В квартале не любили моллу Сулеймана. Молла Сулейман был незваный гость, человек, который суется не в свое дело. В то время Желтая мечеть не была еще шерсточесальной фабрикой, и в один из дней, во время махаррама[31], Мамедага в первый и последний раз в жизни влез с ребятами на желтый забор и заглянул во двор мечети.

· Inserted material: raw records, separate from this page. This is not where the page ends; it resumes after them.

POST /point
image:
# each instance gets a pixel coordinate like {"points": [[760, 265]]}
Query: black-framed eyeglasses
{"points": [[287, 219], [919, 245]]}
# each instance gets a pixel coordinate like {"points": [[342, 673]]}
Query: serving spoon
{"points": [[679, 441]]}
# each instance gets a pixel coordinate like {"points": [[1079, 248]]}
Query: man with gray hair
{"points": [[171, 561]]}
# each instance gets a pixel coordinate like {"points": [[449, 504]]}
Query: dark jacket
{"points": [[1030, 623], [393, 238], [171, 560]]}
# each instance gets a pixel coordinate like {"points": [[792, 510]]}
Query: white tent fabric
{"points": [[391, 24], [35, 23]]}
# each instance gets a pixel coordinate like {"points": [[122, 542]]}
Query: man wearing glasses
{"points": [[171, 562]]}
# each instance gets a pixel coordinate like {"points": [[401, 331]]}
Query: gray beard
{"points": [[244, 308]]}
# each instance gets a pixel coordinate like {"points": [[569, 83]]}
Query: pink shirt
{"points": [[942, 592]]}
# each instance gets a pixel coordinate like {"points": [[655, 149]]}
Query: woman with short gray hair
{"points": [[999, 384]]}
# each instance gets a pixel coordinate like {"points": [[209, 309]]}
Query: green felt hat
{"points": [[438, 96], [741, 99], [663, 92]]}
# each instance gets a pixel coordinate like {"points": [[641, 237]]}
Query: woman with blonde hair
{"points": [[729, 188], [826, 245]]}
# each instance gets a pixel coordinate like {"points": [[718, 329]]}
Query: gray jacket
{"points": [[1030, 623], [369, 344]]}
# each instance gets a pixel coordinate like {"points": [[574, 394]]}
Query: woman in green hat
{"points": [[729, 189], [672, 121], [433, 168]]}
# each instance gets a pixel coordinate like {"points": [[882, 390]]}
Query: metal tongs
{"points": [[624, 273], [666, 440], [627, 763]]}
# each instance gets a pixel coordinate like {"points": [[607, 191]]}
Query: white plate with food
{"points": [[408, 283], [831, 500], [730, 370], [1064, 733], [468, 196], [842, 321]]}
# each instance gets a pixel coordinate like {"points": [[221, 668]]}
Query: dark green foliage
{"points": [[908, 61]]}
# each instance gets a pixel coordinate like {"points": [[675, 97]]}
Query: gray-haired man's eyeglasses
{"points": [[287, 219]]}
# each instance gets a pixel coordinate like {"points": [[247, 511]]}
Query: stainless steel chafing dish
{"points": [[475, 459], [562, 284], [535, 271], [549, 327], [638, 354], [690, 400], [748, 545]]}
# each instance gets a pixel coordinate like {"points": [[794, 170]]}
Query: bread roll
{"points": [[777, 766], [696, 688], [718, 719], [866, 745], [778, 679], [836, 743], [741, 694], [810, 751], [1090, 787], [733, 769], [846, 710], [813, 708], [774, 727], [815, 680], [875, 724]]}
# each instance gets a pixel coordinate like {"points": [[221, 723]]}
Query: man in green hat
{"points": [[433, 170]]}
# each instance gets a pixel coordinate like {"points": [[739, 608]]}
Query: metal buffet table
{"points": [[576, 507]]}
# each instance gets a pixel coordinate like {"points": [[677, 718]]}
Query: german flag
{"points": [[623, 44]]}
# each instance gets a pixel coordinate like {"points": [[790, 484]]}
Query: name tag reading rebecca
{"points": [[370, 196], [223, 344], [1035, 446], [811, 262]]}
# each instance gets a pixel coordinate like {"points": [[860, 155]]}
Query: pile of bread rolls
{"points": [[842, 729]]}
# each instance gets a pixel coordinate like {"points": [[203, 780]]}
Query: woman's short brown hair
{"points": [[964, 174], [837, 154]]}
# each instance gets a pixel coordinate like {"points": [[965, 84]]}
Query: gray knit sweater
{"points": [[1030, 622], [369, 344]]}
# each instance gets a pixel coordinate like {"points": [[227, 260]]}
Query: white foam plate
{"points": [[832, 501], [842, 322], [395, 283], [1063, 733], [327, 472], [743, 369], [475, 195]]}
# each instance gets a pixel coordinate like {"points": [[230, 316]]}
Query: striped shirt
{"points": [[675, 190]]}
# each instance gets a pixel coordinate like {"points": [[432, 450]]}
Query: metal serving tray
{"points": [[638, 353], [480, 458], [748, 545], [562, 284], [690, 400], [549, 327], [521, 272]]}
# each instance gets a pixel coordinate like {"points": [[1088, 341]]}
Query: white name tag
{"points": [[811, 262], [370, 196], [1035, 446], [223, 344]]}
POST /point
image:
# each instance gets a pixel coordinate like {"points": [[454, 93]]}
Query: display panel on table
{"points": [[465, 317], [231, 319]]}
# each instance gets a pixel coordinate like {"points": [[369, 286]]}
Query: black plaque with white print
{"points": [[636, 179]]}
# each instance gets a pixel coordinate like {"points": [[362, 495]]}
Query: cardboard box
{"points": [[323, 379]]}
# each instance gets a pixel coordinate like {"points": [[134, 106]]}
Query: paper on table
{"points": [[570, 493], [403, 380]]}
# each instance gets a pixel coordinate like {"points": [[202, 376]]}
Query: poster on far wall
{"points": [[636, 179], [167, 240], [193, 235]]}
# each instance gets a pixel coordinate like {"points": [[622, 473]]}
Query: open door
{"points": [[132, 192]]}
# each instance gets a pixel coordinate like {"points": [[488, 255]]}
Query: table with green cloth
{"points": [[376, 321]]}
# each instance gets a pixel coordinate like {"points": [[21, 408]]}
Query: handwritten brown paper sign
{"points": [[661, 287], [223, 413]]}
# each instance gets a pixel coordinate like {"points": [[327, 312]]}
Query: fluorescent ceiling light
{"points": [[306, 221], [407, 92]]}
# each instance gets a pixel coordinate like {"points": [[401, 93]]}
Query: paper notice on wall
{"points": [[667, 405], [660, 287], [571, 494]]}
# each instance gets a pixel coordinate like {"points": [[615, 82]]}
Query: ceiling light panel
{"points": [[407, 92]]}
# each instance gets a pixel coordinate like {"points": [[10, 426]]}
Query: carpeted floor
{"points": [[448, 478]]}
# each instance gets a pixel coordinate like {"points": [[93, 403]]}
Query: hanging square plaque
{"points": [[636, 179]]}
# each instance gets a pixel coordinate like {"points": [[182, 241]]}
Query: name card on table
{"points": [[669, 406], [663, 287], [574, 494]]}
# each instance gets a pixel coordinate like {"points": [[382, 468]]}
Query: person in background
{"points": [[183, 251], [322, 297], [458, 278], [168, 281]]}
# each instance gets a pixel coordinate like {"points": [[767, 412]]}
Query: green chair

Молла Сулейман, стоя посередине маленького дворика, повторял слова мерсие[32]:
Увидев выпученные глаза моллы Сулеймана за чистыми стеклами очков, Мамедага подумал о том, что если бы молла Сулейман в самом деле попал в Кербеле в тот день, когда там рубили головы, то первым, кто сбежал бы, оставив людей в беде, был бы молла Сулейман. Вечером дома Мамедага рассказал обо всем, и Сакинахала сначала накричала на него, чтобы не смел больше ходить к мечети, но, не сдержавшись, улыбнулась:
— А ты хорошо сказал…
В квартале, где жил Мамедага, дома были, как правило, одно- и двухэтажные, и у всех крыши были залиты киром. Взобравшись на крышу, Мамедага с ребятами поджидал моллу Сулеймана. Они продергивали нитку сквозь дырочку в бумажном рубле и, как только раздавался стук палки, спускали деньги с крыши на тротуар. Дойдя до лежащей на тротуаре рублевки, молла Сулейман останавливался, внимательно смотрел на нее сквозь очки, потом, нагнувшись, хотел поднять ее. Как только молла Сулейман наклонялся, ребята тянули за нитку, и старик несколько метров полз чуть не на четвереньках за бумажкой. Потом мальчишки с криком дергали нитку вверх, и рублевка, минуя большой рябой нос моллы Сулеймана, поднималась на крышу. Посылая проклятия, призывая всяческие бедствия на их головы, молла Сулейман, постукивая палкой, продолжал свой путь по тротуару.